David Ramsay (April 2, 1749 to May 8, 1815) was an American physician, patriot, and historian from South Carolina and a delegate from that state to the Continental Congress in 1782-1783 and 1785-1786. He was the Acting President of the United States in Congress Assembled. He was one of the American Revolutions first major historians. A contemporary of Washington, Ramsay writes with the knowledge and insights one acquires only by being personally involved in the events of the Founding period. In 1785 he published History of the Revolution of South Carolina (two volumes), in 1789 History of the American Revolution (two volumes), in 1807 a Life of Washington, and in 1809 a History of South Carolina (two volumes). Ramsay was a major intellectual figure in the early republic, known and respected in America and abroad for his medical and historical writings, especially for The History of the American Revolution (1789) Arthur H. Shaffer, Between Two Worlds: David Ramsay and the Politics of Slavery, J.S.Hist., Vol. L, No. 2 (May 1984). During the progress of the Revolution, Doctor Ramsay collected materials for its history, and his great impartiality, his fine memory, and his acquaintance with many of the actors in the contest, eminently qualified him for the task . http://www.famousamericans.net/davidramsay/. In 1965 Professor Page Smith of the University of California at Los Angeles published an extensive study of Ramsay's History of the American Revolution in which he stressed the advantage that Ramsay had because of being involved in the events of which he wrote and the wisdom he exercised in taking advantage of this opportunity. The generosity of mind and spirit which marks his pages, his critical sense, his balanced judgment and compassion,'' Professor Smith concluded, are gifts that were uniquely his own and that clearly entitle him to an honorable position in the front rank of American historians.

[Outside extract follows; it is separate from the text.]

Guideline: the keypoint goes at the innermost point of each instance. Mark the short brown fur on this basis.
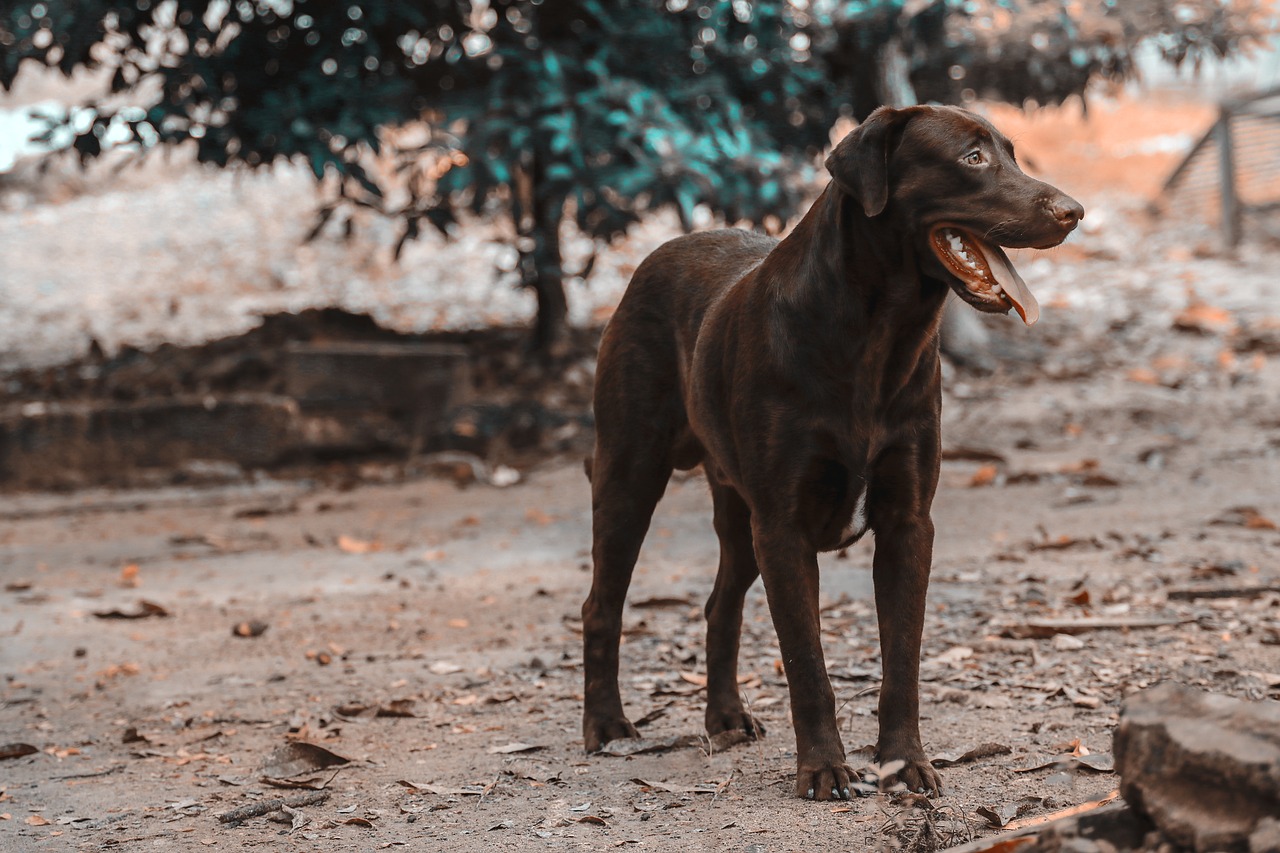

In his 1789 article, Ramsay first explained who the original citizens were and then defined the natural born citizens as the children born in the country to citizen parents. He said concerning the children born after the declaration of independence, [c]itizenship is the inheritance of the children of those who have taken part in the late revolution; but this is confined exclusively to the children of those who were themselves citizens . Id. at 6. He added that citizenship by inheritance belongs to none but the children of those Americans, who, having survived the declaration of independence, acquired that adventitious character in their own right, and transmitted it to their offspring . Id. at 7. He continued that citizenship as a natural right, belongs to none but those who have been born of citizens since the 4th of July, 1776 . Id. at 6.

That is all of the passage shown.